(Q1)A gas occupies a certain volume at 27c.If it is heated at constant pressure, its volume is exactly doubled at a temperature of. (a)54c(b)219c(c)327c(d)600c (Q2)If the specific heat capacity of water initially is4.2000/kg/k and the difference in temperature of water between the top and bottom of a 210m high water fall is (g=10m/s2) (a)0.05c(b)0.5c(c)1.0c(d)4.2c

Question

(Q1)A gas occupies a certain volume at 27c.If it is heated at constant pressure, its volume is exactly doubled at a temperature of. (a)54c(b)219c(c)327c(d)600c (Q2)If the specific heat capacity of water initially is4.2000/kg/k and the difference in temperature of water between the top and bottom of a 210m high water fall is (g=10m/s2) (a)0.05c(b)0.5c(c)1.0c(d)4.2c

Answer 1

[Q1]

Note that for an ideal gas, the volume of the gas is directly proportional to the temperature of the gas (Charles' Law). Just think of it as when you have a balloon of certain volume, and then you heated it (temperature increases), the balloon will expand (volume also increases). NOTE that the temperature must always be in Kelvin units. In the question, the volume is doubled when the temperature is increased; therefore, the temperature is also doubled. We first convert the 27 C to Kelvin (just add 273):
27 + 273 = 300 K.
Then double it:
300 * 2 = 600 K (new temperature)
Since the choices are in Celsius, we convert it to Celsius:
600 - 273 = 327 C

hope this helps~ :)

Answer 2

Q1

p₁V₁/T₁=p₂V₂/T₂
p₁=p₂
V₁/T₁=V₂/T₂
T₁=27℃= 300K
T₂=V₂T₁/V₂ =2 T₁= 600K =327 ℃

Q2
mgh=mcΔT
ΔT= gh/c=10•210/4200 =0.5℃

Answer 3

To answer the first question, we need to use the ideal gas law equation, which states: PV = nRT, where P is the pressure, V is the volume, n is the amount of gas in moles, R is the ideal gas constant, and T is the temperature in Kelvin.

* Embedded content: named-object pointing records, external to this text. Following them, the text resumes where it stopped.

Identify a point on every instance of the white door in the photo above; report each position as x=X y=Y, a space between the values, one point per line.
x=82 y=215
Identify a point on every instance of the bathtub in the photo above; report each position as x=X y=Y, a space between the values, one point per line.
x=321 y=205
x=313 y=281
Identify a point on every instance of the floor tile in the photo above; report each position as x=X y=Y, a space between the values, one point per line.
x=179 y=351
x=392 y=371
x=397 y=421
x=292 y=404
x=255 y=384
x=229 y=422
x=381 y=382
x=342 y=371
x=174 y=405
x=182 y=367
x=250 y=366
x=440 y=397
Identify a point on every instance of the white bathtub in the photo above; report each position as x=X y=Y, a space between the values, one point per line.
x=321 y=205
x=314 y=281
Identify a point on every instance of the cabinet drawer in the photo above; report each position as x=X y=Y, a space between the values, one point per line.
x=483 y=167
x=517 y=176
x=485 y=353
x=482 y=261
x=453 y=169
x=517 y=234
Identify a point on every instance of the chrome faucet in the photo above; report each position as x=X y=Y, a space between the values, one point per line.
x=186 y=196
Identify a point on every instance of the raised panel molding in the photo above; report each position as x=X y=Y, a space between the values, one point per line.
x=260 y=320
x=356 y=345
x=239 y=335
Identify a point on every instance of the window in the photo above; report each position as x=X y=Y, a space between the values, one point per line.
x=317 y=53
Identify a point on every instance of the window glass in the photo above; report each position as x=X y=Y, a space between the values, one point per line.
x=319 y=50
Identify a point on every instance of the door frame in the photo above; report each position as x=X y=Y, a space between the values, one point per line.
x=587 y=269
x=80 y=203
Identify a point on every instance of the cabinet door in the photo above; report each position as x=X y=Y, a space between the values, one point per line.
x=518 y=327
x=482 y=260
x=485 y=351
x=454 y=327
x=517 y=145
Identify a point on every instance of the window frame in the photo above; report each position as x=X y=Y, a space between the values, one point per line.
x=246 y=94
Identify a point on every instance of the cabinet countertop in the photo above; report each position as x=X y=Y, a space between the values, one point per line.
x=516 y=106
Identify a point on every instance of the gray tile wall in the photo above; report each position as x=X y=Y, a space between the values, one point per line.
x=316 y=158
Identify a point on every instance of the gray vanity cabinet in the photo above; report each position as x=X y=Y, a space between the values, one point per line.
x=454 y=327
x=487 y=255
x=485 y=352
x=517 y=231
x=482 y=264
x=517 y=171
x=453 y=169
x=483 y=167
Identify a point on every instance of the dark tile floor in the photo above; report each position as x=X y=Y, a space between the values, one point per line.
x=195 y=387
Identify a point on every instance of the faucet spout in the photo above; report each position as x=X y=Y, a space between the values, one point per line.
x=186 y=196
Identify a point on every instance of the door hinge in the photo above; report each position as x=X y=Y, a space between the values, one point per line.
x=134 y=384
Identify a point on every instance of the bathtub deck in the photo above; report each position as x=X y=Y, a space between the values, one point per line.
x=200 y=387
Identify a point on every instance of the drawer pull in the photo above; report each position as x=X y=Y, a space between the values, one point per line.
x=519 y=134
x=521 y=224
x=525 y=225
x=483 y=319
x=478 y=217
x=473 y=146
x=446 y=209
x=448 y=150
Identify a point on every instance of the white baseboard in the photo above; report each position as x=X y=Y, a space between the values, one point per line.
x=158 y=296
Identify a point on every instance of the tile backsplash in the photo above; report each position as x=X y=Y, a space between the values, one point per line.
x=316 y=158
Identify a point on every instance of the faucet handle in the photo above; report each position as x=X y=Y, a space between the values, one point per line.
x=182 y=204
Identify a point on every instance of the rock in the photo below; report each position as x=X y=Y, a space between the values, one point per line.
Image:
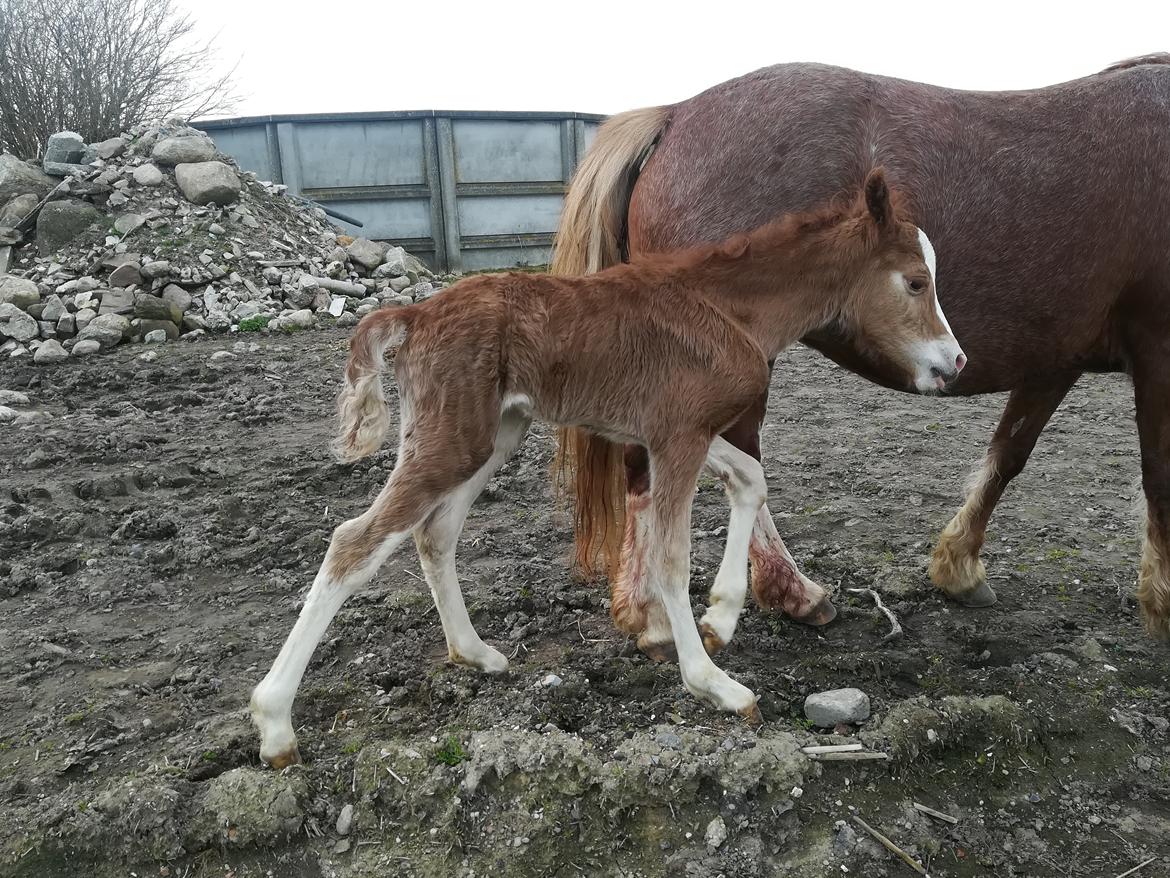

In this case, we know that the volume (V) is being doubled, which means the final volume (V2) is 2 times the initial volume (V1). Since the pressure (P) is constant, we can rewrite the equation as: V1/T1 = V2/T2.

We are given that the gas occupies a certain volume at 27c. To convert Celsius to Kelvin, we add 273 to the temperature. So, T1 = 27 + 273 = 300K.

Now let's calculate T2: V1/T1 = V2/T2
Since V2 = 2V1, we can substitute and solve for T2:
V1/T1 = 2V1/T2
T2 = 2T1
T2 = 2 * 300K = 600K

So, the answer to question 1 is (d) 600c.

To answer the second question, we need to use the equation Q = m * c * ΔT, where Q is the heat transferred, m is the mass, c is the specific heat capacity, and ΔT is the change in temperature.

We are given that the specific heat capacity of water initially is 4.2000/kg/K.

Given that the difference in height is 210m, and the acceleration due to gravity (g) is 10m/s^2, we can calculate the change in temperature (ΔT) using the formula: ΔT = Δh / (g * c), where Δh is the change in height.

ΔT = 210m / (10m/s^2 * 4.2000/kg/K)
ΔT = 210m / 42J/(K*kg)
ΔT = 5K

So, the answer to question 2 is (a) 0.05c.